Implicit early Z/Stencil and discard

It is often made clear that one should be wary of discarding in a fragment shader (not to mention modifying Z) if one desires to leverage the early rejection mechanisms in hardware. The explanations as to why are good, but I am unsure about how certain conditions may affect it. Case in point, if we have set up the depth and stencil buffers beforehand, can we then proceed to run a shader using read-only stencil/Z rejection and shader discarding in tandem to reduce the shader work as much as ideally possible? From what I gathered around the internet, these things are plagued by driver and hardware idiosyncrasies, and so ascertaining anything is nigh impossible
This is with OpenGL 3 in mind, which seems to lack that extension needed for explicit control.
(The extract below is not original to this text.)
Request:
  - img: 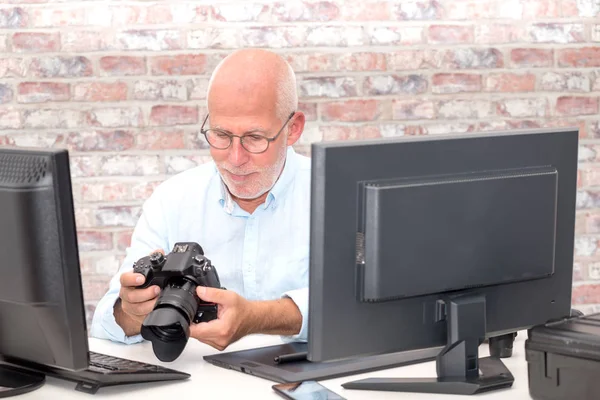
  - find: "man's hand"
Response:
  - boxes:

The rule is very simple: the presence of the keyword discard. If it’s there, then on lots of hardware, the shader cannot perform early depth tests. Not unless the compiler can statically determine that the statement will never be executed (and even then, I wouldn’t count on it).

I wouldn’t count on that being a performance win, not unless you manually force early depth tests. And if you do manually force early depth tests, any discarded fragments will still be considered to have passed the depth test. Since you’re not doing depth writes, that’s fine, but at the same time, the occlusion query counter will still be updated.

Um… why? Why are you limited to GL 3.x? Is anyone still supporting GL 3.x-class hardware with drivers? And if not, then the implementation probably won’t be very reliable.

It’s what this very laptop I am on can handle, and being slow, it needs optimizations more than anything.
Perhaps any form of branching isn’t the best fit for such a system anyway, so discarding discard is probably not that big of a deal ultimately.